Bei der Gesetzgebung zum TSVG ist ein beträchtlicher Kollateralschaden entstanden. Vertragsärzte beklagen sich über immer kleinteiligere Vorgaben ebenso wie Kassenvertreter. Dabei geht es um mehr als das übliche Geklapper von Interessengruppen.
In Spahns wiederholten Interventionen wird nicht nur die Ungeduld des jungen Ministers erkennbar, der sich gerne als Macher sieht. Das Problem wurzelt tiefer. Spahn erkennt in der Selbstverwaltung offenbar primär eine staatliche Auftragsverwaltung.
Die Digitalisierung im Gesundheitswesen kommt nicht in die Gänge? Spahn reorganisiert kurzer Hand die gematik und verschafft seinem Haus als Staatskommissar mit 51 Prozent die Stimmenmehrheit.
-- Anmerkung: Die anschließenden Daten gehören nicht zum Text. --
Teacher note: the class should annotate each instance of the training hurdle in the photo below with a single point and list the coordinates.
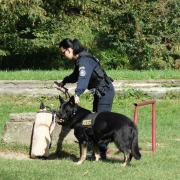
(153, 102)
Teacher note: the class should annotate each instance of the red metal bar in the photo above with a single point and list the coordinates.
(153, 119)
(136, 115)
(154, 127)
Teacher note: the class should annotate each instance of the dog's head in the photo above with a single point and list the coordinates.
(66, 110)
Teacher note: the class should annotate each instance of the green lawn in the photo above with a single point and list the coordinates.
(115, 74)
(162, 165)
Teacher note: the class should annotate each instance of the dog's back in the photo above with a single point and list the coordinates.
(119, 128)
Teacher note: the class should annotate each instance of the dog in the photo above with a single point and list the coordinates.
(99, 128)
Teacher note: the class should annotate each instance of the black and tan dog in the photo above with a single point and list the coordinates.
(100, 128)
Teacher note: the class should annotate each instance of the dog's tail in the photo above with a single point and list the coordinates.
(135, 149)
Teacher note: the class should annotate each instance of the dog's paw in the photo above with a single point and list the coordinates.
(124, 164)
(78, 163)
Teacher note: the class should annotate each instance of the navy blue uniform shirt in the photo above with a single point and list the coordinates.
(81, 74)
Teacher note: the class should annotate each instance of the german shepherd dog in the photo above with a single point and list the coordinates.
(99, 128)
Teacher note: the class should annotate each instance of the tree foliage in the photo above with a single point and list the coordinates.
(130, 34)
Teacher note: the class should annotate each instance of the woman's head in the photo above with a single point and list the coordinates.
(71, 48)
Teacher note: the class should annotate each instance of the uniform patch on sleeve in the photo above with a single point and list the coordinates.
(82, 71)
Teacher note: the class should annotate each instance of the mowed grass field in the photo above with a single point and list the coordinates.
(163, 164)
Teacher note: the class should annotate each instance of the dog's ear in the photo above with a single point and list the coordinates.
(42, 107)
(71, 100)
(61, 100)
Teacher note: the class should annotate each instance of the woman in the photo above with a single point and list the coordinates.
(89, 75)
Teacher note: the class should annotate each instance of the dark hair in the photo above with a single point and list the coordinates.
(75, 45)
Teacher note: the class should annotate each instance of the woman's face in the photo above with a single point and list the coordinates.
(68, 53)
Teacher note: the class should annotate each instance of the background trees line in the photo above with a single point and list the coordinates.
(131, 34)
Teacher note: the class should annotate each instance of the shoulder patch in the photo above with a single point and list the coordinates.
(82, 72)
(82, 67)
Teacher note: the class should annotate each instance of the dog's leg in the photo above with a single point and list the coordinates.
(83, 153)
(96, 152)
(126, 158)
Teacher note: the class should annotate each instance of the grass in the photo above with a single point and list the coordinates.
(115, 74)
(164, 164)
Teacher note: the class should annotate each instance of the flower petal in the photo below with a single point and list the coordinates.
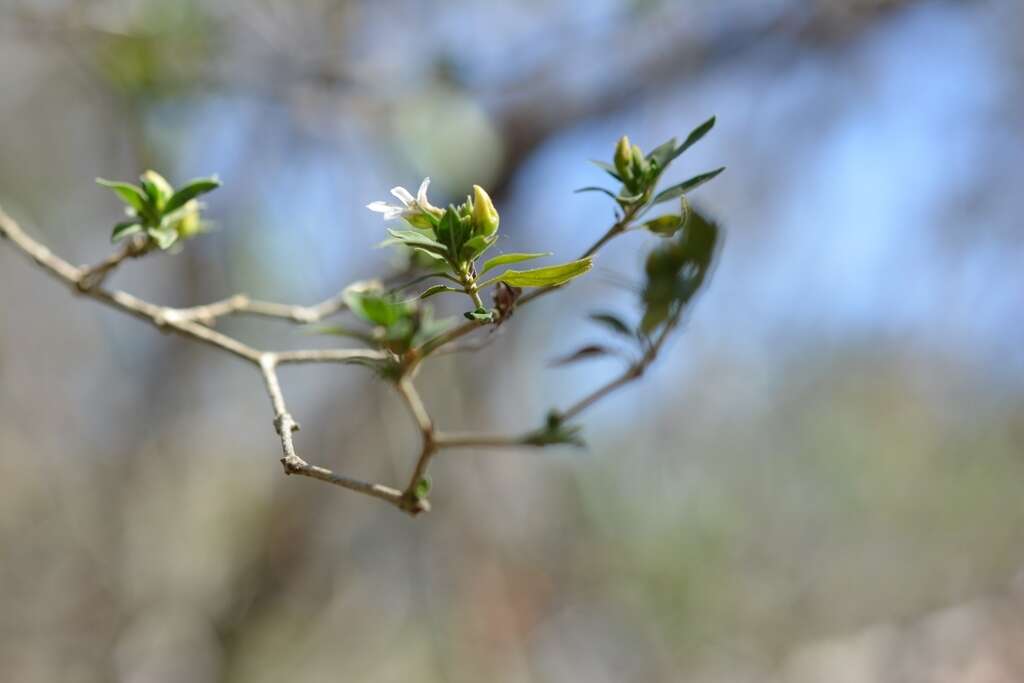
(402, 195)
(421, 196)
(386, 209)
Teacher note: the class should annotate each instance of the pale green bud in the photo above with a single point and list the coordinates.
(484, 214)
(639, 163)
(624, 155)
(188, 225)
(161, 187)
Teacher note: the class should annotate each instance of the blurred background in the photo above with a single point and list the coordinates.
(819, 481)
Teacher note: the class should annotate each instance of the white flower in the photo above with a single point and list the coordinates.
(414, 209)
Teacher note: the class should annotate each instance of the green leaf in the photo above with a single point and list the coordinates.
(685, 186)
(125, 228)
(554, 432)
(694, 136)
(665, 225)
(550, 275)
(585, 353)
(595, 188)
(663, 154)
(505, 259)
(480, 315)
(438, 289)
(129, 194)
(164, 237)
(368, 301)
(613, 323)
(476, 247)
(341, 331)
(190, 190)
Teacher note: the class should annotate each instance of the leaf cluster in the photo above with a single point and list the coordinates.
(157, 210)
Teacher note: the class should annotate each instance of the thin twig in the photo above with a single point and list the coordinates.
(185, 322)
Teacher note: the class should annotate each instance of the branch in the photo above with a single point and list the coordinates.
(87, 282)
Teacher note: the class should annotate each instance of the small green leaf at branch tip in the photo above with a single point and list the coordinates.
(665, 225)
(554, 432)
(505, 259)
(190, 190)
(438, 289)
(588, 352)
(695, 136)
(163, 237)
(550, 275)
(685, 186)
(422, 487)
(129, 194)
(480, 315)
(595, 188)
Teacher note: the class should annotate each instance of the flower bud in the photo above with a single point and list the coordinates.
(623, 156)
(484, 214)
(639, 163)
(188, 225)
(418, 219)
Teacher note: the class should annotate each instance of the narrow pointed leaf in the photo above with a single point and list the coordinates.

Die Beratungen im Gemeinsamen Bundesausschuss über einzelne Leistungen – Beispiel Liposuktion – dauern scheinbar endlos? Der Minister lanciert unabgestimmt mit seiner Fraktion einen Änderungsantrag, der einen Bypass um den GBA legen sollte. Statt medizinischer Evidenz entscheidet der Minister selbst – die Eminenz zählt. Spahns verstörte Fraktionskollegen haben den Antrag zwar geräuschlos von der Tagesordnung geräumt.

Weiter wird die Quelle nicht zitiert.